Tuesday, 24 July 2007

Mixed feelings about social networking sites

Many, many people seem to be signing up with social networking sites - LinkedIn, MySpace, Facebook, Ning, etc at the moment.  I've done so myself.  For some reason, though, I can't really get excited about them in the way that some people seem to.  All this 'poking' and sending virtual presents just seems, well, childish.  Not that I'm above being childish, as some of my posts on my motorcyclists forum of choice will testify.  So I'm actually struggling to put my finger on what it is exactly that annoys me about these sites. 
 
Perhaps I shouldn't lump them together.  LinkedIn is focused on professional networking and attracts more serious behaviour than Facebook or MySpace.  If it irritates me it's only in the way that 360 degree feedback used to at work: the sense that all that praise is of diminished value because everyone can find someone to say something nice about them, especially if the favour is to be returned.  No, my target is really Facebook. I'm not criticising the creators of Facebook, I just don't somehow feel inclined to join the big party that they are hosting. 
 
I think it has something to do with my personal history of Web 2.0 behaviour.  I've used discussion forums, mainly in connection with my passion for motorcycling, for about seven years.  I was very addicted to one in particular for some time.  Back in the autumn (fall) of 2006 I realised how blogging had taken off, how wikis were coming to prominence, how tagging was taking off, and how combining these three things and using RSS also could revolutionise knowledge-sharing within organisations.  This of course had been spotted earlier by others and dubbed Enterprise 2.0.  I started blogging on the subject and discovered a community of people doing the same.  I was, and continue to be, very impressed at the quality of the material that was posted on these blogs.  I came to feel that what Web 2.0 and Enterprise 2.0 really meant was not only an increase in interaction and 'emergence' on the Internet and inside the forewall but an increase in maturity of use also.  Facebook has dashed that hope.  By comparison with the profession-related blogs the content is dross.  If a good blog is the Web 2.0 eqivalent of the Financial Times, Facebook is The Sun (and MySpace is the Daily Sport). 
 
Or maybe I'm just becoming a member of the crew of the TV programme, "Grumpy Old Men".
 
What do you think?

4 comments:

Anonymous said...

Hi Simon. I read your post with interest. I admit, I am sometimes silly with Facebook, but as a business professional and not a college student (a grandmother, actually!) I am finding it very useful. I happen to see, for instance, you are a friend of David Terrar, who is also my friend. David and I are in a blogger group where I recently wrote this note: "Facebook is
engaging. I'm not interested in what people have done, more
interested in who they are. Facebook tells me that and more. With some of the new applications coming online with Facebook, I am
enjoying a rich user interface layered onto my life as a result of the interesting things my "friends" are doing, seeing, reading, thinking, visiting, talking about... and generally living their lives. Where LinkedIn is black & white, Facebook is color, taste, and texture." I hope this feedback helps. AND, feel free to add me as a friend. Even though I am a little sophomoric at times... ;-)

Simon Carswell said...

Susan, I suppose the speed of your comment (about an hour after I posted!) is as a result of finding my blog link on Facebook?! Perhaps that in itself weakens my anti-Facebook argument (if it can be called that). I now feel like a wallflower at a party who's just been asked to dance ;-)

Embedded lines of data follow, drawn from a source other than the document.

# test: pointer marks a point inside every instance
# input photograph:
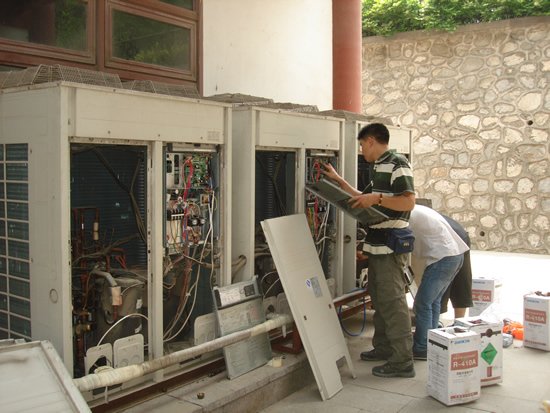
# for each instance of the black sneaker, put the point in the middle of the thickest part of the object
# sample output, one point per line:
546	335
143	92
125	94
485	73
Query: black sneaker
388	370
373	355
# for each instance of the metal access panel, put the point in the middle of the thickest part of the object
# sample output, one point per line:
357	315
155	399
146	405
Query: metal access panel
302	276
239	306
33	378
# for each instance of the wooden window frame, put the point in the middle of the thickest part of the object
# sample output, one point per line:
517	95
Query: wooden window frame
98	55
163	12
15	52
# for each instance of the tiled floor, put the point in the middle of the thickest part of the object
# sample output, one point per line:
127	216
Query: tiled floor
526	378
526	382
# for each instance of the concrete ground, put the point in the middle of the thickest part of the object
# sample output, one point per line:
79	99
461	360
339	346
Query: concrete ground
292	388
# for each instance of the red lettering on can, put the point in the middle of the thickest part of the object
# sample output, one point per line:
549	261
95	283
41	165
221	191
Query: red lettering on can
463	361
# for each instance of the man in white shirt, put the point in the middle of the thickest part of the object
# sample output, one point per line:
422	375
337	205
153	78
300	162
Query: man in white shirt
442	252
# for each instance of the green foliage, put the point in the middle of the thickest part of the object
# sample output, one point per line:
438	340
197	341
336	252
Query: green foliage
385	17
70	24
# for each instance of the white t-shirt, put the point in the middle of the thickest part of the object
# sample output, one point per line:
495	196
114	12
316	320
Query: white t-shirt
434	237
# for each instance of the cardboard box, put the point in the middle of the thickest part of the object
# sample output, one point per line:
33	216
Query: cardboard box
485	291
536	331
453	365
490	349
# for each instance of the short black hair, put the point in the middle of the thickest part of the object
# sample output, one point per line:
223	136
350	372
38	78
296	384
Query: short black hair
378	131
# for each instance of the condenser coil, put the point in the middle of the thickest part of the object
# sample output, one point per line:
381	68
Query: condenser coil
46	73
170	89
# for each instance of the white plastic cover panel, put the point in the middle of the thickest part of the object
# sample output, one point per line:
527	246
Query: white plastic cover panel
302	277
286	130
33	379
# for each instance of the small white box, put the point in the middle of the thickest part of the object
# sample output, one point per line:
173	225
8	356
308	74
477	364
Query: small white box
490	349
485	291
536	332
453	365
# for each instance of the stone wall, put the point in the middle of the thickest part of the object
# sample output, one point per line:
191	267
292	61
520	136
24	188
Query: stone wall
478	103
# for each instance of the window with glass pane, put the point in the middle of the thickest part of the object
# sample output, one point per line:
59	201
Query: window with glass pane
186	4
59	23
150	41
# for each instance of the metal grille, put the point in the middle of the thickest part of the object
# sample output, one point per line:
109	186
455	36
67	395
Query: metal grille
293	107
238	99
15	304
163	88
46	73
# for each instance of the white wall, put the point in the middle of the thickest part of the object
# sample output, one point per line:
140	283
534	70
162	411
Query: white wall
279	49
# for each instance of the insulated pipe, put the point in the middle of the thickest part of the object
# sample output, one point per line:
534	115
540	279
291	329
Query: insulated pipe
124	374
347	55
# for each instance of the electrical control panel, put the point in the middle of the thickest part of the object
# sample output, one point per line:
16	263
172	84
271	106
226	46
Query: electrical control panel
278	152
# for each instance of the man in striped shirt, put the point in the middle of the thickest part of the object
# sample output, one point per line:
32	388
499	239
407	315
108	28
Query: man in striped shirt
391	191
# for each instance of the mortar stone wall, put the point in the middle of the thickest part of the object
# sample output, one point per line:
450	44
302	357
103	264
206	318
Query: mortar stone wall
478	103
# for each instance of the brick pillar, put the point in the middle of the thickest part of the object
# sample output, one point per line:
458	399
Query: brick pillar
346	55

I know I can't afford to ignore the Facebook phenomenon, actually, and the opening up of the API could lead to some intriguing functionality.

Matt Moore said...

Simon - Many many people read The Sun. It meets a need. And as for the content being "dross", that's what our lives are made of 90% of the time. I write more shopping lists than prize-winning novels.

There is nothing wrong with being a wallflower - but dissing those making fools of themselves on the dancefloor is a bit pointless.

Simon Carswell said...

Matt, I sense that you think the motive behind my post is elitism. That isn't the case. The point I was trying to make - and I should have finished it off - is that the way people spend their time on Facebook and MySpace is not conducive to convincing sceptical senior managers that social networking software is the solution to their internal communication problems. They are likely to take one look, conclude that 'we don't want that sort of thing in this company' and throw out the whole of the Enterprise 2.0 concept in the process.